My sophomore psych teacher, Mr. Polselli, says knowledge is crucial to understanding the workings of the human brain, but I swear to dog, I don’t want any more knowledge about this.
Every few days I see it. Sometimes it’s just a picture, like on that billboard we pass on the way to school. And other times it’s moving, like on a screen. A careening truck hits a building and explodes. Then nine body bags in the snow.
It’s like a movie trailer with no sound, no credits. And nobody sees it but me.
• • •
Some days after psych class I hang around by the door of Mr. Polselli’s room for a minute, thinking that if I have a mental illness, he’s the one who’ll be able to tell me. But every time I almost mention it, it sounds too weird to say. So, uh, Mr. Polselli, when other people see the “turn off your cell phones” screen in the movie theater, I see an extra five-second movie trailer. Er . . . and did I mention I see stills of it on the billboard by my house? You see Jose Cuervo, I see a truck hitting a building and everything exploding. Is that normal?
The first time was in the theater on the one holiday that our parents don’t make us work—Christmas Day. I poked my younger sister, Rowan. “Did you see that?”

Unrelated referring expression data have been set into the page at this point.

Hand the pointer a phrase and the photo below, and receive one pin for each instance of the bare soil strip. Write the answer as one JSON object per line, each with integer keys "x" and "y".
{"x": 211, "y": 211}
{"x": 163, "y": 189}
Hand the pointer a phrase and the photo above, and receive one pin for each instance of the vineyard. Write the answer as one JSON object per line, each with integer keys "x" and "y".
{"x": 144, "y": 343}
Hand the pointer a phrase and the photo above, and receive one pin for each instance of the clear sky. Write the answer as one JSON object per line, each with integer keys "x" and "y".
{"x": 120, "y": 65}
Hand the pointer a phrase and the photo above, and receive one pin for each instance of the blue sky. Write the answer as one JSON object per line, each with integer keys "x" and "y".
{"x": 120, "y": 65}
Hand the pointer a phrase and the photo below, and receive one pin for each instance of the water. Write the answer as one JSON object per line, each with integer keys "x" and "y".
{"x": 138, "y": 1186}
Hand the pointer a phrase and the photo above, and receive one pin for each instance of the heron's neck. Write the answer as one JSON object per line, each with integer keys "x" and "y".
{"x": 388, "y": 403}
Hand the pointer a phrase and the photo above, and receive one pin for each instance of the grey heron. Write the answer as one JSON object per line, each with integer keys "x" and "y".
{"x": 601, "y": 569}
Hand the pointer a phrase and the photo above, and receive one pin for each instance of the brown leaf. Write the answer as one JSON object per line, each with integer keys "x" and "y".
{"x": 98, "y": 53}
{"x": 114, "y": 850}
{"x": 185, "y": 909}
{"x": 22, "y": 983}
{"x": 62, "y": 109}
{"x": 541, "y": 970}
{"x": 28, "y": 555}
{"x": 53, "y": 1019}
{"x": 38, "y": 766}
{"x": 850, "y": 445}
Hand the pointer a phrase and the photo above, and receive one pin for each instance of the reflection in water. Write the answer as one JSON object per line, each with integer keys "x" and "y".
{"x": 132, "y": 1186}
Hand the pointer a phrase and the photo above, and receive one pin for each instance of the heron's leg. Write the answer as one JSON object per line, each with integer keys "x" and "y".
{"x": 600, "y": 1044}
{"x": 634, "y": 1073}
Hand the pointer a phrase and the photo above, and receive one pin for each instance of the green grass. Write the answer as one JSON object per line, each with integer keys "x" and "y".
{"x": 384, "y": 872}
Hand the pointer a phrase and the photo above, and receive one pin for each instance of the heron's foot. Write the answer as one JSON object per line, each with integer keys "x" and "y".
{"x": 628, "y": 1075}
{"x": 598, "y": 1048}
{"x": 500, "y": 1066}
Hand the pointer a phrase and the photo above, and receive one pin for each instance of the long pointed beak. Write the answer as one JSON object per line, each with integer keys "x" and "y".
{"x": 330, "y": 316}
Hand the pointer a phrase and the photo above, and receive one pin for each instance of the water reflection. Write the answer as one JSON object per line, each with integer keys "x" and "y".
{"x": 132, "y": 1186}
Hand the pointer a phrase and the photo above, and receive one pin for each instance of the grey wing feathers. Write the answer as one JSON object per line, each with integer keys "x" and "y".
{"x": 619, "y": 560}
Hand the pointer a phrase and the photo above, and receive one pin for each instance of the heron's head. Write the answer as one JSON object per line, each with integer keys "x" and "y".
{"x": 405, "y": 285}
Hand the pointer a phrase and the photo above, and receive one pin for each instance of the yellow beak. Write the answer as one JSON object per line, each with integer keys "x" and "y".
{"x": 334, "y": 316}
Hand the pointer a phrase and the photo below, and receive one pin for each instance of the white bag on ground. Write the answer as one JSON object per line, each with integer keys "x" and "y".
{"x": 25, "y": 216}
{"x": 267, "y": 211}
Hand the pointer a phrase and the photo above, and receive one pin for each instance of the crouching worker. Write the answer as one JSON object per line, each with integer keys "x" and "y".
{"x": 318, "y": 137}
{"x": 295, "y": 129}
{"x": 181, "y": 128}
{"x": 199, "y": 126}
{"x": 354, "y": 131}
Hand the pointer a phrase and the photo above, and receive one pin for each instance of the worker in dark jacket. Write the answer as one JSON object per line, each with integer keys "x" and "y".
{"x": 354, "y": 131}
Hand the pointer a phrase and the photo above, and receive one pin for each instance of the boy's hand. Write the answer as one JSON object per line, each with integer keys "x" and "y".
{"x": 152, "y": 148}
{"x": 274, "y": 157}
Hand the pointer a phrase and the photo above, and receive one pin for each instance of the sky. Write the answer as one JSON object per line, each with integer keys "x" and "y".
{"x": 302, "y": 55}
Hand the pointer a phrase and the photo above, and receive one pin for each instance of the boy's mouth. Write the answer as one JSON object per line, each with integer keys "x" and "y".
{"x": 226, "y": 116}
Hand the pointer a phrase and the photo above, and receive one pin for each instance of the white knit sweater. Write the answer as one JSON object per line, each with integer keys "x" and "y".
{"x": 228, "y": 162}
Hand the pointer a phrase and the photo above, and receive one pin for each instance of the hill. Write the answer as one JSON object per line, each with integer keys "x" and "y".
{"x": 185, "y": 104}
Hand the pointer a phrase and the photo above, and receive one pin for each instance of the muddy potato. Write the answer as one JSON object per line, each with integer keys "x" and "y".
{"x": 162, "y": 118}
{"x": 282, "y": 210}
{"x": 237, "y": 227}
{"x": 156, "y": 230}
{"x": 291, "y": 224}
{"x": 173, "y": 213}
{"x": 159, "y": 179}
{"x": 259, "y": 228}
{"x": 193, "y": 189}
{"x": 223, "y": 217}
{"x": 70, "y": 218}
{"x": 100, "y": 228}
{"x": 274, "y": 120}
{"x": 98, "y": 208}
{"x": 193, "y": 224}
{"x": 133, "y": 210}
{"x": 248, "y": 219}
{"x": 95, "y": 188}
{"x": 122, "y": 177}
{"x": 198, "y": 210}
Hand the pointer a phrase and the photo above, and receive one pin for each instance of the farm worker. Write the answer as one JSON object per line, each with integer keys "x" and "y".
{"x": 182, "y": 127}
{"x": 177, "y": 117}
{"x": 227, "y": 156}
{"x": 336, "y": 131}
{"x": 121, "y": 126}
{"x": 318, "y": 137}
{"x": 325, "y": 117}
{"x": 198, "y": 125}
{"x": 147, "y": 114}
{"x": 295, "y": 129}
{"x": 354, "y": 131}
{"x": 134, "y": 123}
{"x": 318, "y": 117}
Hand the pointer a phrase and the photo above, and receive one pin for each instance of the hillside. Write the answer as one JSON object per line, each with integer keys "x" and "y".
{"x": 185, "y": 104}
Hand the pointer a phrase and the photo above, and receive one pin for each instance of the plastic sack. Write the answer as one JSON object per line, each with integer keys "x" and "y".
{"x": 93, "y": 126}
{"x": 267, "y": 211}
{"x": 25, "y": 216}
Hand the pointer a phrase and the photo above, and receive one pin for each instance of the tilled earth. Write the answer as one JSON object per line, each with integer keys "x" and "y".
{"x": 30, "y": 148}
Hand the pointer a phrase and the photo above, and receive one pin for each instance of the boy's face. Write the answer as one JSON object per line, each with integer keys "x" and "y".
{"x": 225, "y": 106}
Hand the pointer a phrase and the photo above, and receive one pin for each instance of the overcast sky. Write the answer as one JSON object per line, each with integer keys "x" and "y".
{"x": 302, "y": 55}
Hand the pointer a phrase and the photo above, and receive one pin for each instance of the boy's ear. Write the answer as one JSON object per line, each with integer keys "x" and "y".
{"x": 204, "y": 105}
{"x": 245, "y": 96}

She did this eyebrow thing that basically says she thinks I’m an idiot. “See what?”
“The explosion,” I said softly.
“You’re on drugs.” Rowan turned to our older brother, Trey, and said, “Jules is on drugs.”
Trey leaned over Rowan to look at me. “Don’t do drugs,” he said seriously. “Our family has enough problems.”
I rolled my eyes and sat back in my seat as the real movie trailers started. “No kidding,” I muttered. And I reasoned with myself. The day before I’d almost been robbed while doing a pizza delivery. Maybe I was still traumatized.
I just wanted to forget about it all.
But then on MLK Day this stupid vision thing decided to get personal.